Democrats Are About to Start Running Ads Against Tom Cotton

by Chuck Bartels, The Associated Press  on Thursday, Jun. 27, 2013 2:19 pm  

Tom Cotton

LITTLE ROCK - Democrats won't wait for freshman Republican U.S. Rep Tom Cotton to announce whether he'll challenge U.S. Sen. Mark Pryor.

Patriot Majority USA And Senate Majority PAC - two Democratic political action committees - said Thursday they planned to spend $270,000 on television ad that attacks Cotton for allegedly seeking the national spotlight at the expense of his district.

The ad shows Cotton on numerous national news programs and says he's out of touch with Arkansans.

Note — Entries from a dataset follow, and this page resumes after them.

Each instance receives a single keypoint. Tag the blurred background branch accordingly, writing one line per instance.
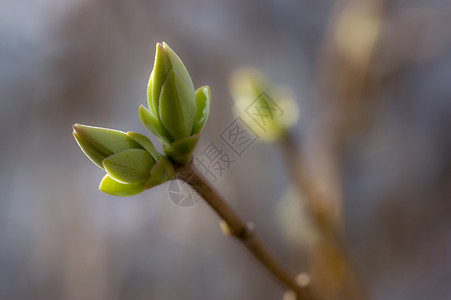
(374, 128)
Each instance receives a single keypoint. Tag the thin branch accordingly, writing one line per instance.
(237, 228)
(329, 249)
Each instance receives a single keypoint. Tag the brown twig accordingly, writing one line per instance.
(328, 253)
(237, 228)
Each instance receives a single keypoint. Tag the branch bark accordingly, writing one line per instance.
(238, 229)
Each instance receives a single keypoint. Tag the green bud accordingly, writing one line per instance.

Pryor is the last Democrat in the Arkansas congressional delegation after two election cycles in which Republicans won three House seats and a Senate seat. The GOP also grabbed the majority in the Arkansas House and Senate.

Pryor campaign spokesman Jeff Weaver said he'd heard an anti-Cotton ad was being developed but had no other information.

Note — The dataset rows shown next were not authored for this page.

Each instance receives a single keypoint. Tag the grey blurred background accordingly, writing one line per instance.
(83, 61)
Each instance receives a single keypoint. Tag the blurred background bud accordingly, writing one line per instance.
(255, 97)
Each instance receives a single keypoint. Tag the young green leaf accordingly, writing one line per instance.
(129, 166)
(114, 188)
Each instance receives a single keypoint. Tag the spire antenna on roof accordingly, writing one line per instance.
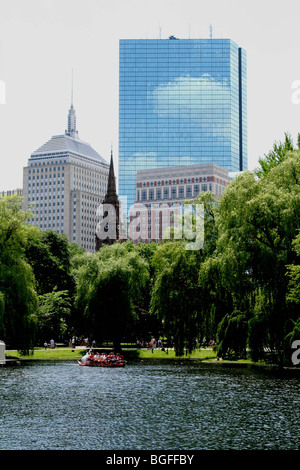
(72, 91)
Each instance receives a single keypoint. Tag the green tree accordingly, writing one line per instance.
(19, 300)
(175, 294)
(49, 254)
(53, 315)
(108, 286)
(257, 221)
(276, 155)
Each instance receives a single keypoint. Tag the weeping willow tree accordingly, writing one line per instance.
(18, 299)
(257, 223)
(109, 284)
(175, 294)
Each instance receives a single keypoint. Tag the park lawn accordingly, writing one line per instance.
(64, 353)
(203, 354)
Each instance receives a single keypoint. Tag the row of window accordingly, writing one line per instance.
(174, 192)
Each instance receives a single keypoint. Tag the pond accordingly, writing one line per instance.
(148, 405)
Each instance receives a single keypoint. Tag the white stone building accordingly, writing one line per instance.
(66, 180)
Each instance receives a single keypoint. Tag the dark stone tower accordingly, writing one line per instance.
(109, 228)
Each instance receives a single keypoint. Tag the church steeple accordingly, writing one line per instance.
(111, 194)
(110, 227)
(72, 132)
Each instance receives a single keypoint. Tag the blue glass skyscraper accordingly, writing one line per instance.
(181, 102)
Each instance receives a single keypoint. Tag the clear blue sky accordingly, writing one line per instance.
(41, 41)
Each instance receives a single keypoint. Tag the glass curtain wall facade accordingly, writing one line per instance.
(181, 102)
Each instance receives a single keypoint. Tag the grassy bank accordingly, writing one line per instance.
(64, 353)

"I don't know if (Cotton) is running," Weaver said.

Ty Matsdorf, a spokesman for the groups, said the ad was scheduled to start running Thursday night in the Fort Smith and Little Rock television markets and on cable stations in southern Arkansas.

"While Tom Cotton's continues to mull over his political options, what is clear is that he is using the people of Arkansas as a stepping stone to vault his own personal national ambitions," Matsdorf said in an email.

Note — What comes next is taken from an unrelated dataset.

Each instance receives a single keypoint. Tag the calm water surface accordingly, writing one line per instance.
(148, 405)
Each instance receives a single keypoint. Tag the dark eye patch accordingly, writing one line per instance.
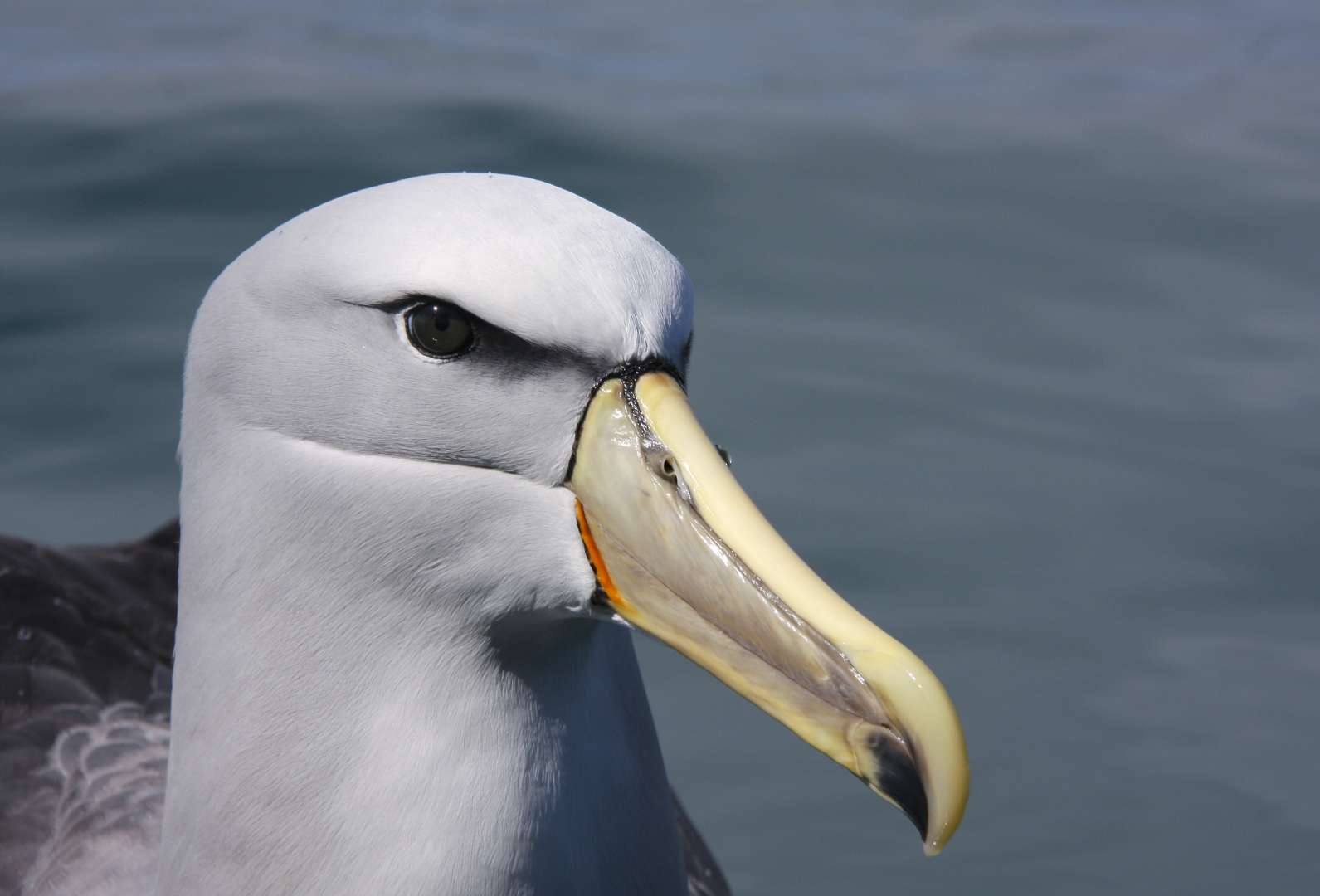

Cotton spokeswoman Caroline Rabbitt said in an emailed statement that Cotton "is indeed an outspoken fighter for Arkansas, especially against Obamacare. He hasn't encountered many Arkansans who want their elected officials to follow instead of lead, but I guess some Democrats have low expectations of their elected officials, who aren't capable of much more than sitting on the back bench."

Pryor isn't the only senator to draw outside support against an unannounced opponent. In Kentucky, Senate Minority Leader Mitch McConnell stands to benefit from ads funded by a super PAC that target Democrat Alison Lundergan Grimes. That ad paints Grimes, Kentucky's secretary of state who has not come forth as a candidate, as a "cheerleader" for President Barack Obama.

Pryor, who has announced he will seek re-election, has been attacked by liberals and conservatives well ahead of the November 2014 general election.

A gun control advocacy group co-founded by New York Mayor Michael Bloomberg criticized Pryor for his vote against background checks for gun purchases. The conservative Club for Growth calls Pryor the "closest ally" that Obama has.

The Senate Conservatives Fund, a political action committee, has spent $320,000 on TV ads that criticized Pryor's vote for Obama's health overhaul and called him too liberal for Arkansas.

In a move to back Pryor, the National Rifle Association paid for a radio ad thanking him for his background check vote.

Pryor said on June 1 that he'd prefer to have the campaign limited to 2014, but he is already airing an ad and raising money. Pryor has already raised more than $3.4 million.